The very beautiful Mahira Khan has been “caught” by some nosey parker smoking a cigarette with an Indian actor in New York recently. They both look rumpled and tired, as one is when you’re probably jetlagged and exhausted. You can’t smoke inside most places in America now, so they have obviously stepped out for a quick smoke before heading back in. In any other universe this would be so boring and ordinary that nobody would care except for a few tabloids, but since this is Pakistan we care so much and so deeply about everything idiotic under the sun, and so let’s ignore our Chinese colonization and jihadis and Trump’s administration breathing down our necks and go wild because a woman—an independent, self-made, adult—is smoking!
It’s tiresome now. It’s almost downright boring the way everyone must completely lose their minds policing women.
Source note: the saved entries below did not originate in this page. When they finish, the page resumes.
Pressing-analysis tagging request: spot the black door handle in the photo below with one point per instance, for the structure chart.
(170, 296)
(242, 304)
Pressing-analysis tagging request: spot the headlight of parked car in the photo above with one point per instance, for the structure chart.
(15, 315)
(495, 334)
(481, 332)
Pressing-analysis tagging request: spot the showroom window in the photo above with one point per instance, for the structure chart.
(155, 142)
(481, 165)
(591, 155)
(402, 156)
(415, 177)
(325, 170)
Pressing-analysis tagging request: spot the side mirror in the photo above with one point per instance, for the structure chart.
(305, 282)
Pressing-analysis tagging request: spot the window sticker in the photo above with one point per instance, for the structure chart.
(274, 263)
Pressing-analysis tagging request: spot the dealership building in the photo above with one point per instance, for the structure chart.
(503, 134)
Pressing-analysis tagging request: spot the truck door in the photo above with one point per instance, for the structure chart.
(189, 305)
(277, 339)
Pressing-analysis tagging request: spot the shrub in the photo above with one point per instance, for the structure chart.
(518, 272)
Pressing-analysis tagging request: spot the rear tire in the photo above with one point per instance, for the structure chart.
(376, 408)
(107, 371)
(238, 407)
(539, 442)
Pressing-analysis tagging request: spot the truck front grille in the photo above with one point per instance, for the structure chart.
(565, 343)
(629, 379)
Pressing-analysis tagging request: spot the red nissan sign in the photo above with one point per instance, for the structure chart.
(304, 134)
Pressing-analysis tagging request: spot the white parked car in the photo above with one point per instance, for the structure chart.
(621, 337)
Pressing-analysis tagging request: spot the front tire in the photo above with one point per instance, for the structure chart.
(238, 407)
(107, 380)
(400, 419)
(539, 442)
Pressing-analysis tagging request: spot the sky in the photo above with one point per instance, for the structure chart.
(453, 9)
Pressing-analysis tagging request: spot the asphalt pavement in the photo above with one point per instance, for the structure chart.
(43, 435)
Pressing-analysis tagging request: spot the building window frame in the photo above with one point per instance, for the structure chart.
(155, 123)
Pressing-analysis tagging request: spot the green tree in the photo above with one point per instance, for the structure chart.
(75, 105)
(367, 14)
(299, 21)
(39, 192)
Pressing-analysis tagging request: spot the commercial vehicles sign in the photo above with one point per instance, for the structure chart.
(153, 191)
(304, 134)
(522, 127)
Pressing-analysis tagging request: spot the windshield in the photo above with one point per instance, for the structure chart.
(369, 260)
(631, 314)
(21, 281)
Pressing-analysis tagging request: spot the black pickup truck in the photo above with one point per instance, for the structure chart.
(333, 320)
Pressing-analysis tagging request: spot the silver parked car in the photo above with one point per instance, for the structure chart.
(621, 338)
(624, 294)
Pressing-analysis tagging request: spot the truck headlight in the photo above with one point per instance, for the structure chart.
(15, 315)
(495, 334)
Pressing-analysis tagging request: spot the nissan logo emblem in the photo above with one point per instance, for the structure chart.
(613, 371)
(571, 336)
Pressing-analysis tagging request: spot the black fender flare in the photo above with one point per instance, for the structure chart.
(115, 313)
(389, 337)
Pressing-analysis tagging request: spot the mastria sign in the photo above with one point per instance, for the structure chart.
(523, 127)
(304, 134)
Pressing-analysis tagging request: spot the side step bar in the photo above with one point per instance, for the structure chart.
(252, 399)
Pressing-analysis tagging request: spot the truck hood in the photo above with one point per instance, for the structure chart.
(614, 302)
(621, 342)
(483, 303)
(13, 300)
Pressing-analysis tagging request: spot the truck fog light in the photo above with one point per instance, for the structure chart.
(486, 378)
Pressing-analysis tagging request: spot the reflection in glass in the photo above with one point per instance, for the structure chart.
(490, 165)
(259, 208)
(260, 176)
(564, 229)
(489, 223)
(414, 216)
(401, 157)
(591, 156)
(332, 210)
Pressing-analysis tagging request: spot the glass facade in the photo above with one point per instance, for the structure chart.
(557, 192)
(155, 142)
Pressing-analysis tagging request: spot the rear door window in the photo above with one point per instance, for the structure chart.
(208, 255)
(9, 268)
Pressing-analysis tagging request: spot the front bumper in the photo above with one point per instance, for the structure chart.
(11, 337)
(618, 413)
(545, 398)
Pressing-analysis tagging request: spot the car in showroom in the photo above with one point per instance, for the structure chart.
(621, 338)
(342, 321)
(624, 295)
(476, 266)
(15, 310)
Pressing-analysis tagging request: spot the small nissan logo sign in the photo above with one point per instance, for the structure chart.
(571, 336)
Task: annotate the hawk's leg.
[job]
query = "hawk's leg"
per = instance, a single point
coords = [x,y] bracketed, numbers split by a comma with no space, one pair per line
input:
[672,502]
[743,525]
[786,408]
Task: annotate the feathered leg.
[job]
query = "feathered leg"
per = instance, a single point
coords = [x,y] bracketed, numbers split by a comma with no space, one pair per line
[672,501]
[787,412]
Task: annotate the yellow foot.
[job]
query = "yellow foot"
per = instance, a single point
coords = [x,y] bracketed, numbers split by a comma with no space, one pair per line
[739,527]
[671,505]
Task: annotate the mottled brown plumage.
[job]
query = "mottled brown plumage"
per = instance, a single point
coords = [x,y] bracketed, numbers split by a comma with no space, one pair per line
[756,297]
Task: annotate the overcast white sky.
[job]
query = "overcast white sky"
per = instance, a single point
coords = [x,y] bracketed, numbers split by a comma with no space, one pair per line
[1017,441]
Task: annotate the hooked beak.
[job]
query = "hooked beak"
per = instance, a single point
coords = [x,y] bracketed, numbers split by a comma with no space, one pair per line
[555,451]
Doesn’t the patriarchy and all its minions ever get tired of constantly being on the lookout for some renegade woman doing something wrong so they can pounce? It must be like being in a Beckett play, perpetually waiting for a Godot of Moral Perfection that never comes, because the first part of being a decent human being is to not think badly of others, or speak ill of them. You judge someone for being a fast, terrible person but in passing that judgment, you become a terrible person yourself for presuming your morality is superior to someone else’s. Why is this so difficult to comprehend? It’s not the deepest logical conundrum. My eight year old understands this, but that is probably because I took the trouble to explain the concept to her and most of the people who use the internet are like the troll that lived under the bridge the in the children’s story—ill-mannered, always looking to pick a fight and eat a goat.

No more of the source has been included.